In the early days of automated enforcement, cameras were seen as highly contentious. Not as forgiving as a congenial officer at the roadside and sometimes located where motorists failed to understand the reason for them being there, they generated a huge volume of public debate. There is a good deal of work still to be done to explain why speed limits should be set at differing levels, because the credibility of limits is at the heart of delivering a culture of compliance on our networks. However, our relationship with speed compliance has undoubtedly changed as we see strong and sustained public support for well managed speeds demonstrated by high levels of acceptance of the limit, environmental groups concerned about the impact of higher speeds on air quality and businesses who want improved traffic flow and journey time reliability.

So where next?

It is imperative that we revisit and reengage with a more integrated speed management policy for a wide variety of reasons:

Changing Relationship with Infrastructure

The way in which we think about mobility is shifting from a focus on high volumes of vehicle movement, preferably at speed, to an understanding that there are wider goals around public health, community integration and our concern for the environment. When our goals for infrastructure change the way in which we use it must change too.
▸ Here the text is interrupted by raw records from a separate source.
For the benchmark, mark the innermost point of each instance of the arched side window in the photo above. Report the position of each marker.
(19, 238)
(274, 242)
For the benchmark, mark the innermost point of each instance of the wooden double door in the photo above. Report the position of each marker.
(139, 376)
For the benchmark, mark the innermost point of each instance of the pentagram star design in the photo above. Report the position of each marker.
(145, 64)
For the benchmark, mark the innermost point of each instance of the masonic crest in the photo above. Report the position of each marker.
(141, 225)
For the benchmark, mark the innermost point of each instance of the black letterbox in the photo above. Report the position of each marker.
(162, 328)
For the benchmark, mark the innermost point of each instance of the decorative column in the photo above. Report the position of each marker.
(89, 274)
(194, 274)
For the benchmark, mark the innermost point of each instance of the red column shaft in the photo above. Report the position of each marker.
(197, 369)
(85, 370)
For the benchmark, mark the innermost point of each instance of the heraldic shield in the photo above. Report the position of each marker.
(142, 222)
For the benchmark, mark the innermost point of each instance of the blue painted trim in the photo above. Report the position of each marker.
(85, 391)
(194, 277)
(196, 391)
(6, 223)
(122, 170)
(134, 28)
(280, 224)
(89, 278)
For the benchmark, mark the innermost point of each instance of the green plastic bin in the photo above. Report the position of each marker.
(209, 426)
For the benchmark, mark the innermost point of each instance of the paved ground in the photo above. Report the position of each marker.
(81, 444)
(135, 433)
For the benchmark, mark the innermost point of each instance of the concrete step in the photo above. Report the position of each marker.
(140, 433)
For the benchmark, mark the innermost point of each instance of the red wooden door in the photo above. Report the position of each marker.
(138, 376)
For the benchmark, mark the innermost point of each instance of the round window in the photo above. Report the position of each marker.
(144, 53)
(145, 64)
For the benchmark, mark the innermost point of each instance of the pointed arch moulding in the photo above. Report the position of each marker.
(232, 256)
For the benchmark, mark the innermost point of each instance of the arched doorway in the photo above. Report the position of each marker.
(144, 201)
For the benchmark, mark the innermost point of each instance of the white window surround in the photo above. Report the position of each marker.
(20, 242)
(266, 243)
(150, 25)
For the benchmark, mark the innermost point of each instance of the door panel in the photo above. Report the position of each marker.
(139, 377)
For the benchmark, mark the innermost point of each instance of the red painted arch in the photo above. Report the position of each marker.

Changing Relationship with Technology

Our reliance on technology increases on an almost daily basis and we therefore no longer treat it with at historic sense of mistrust. The behaviour of many drivers is already informed by telematics insurance or fleet management solutions and from 2022 all new vehicles sold in Europe will have intelligent speed assistance fitted as standard. This can mark a step change in our relationship with speed across many nations.

Changing Relationship with Vehicles

Of course, a longer-term vision for an autonomous vehicle fleet means that speed choice will no longer be something over which the driver has control. We won’t get to determine how fast we drive because the parameters are set by the vehicle and the network. But until we get there, we still need to give serious thought to the management of speed on our roads.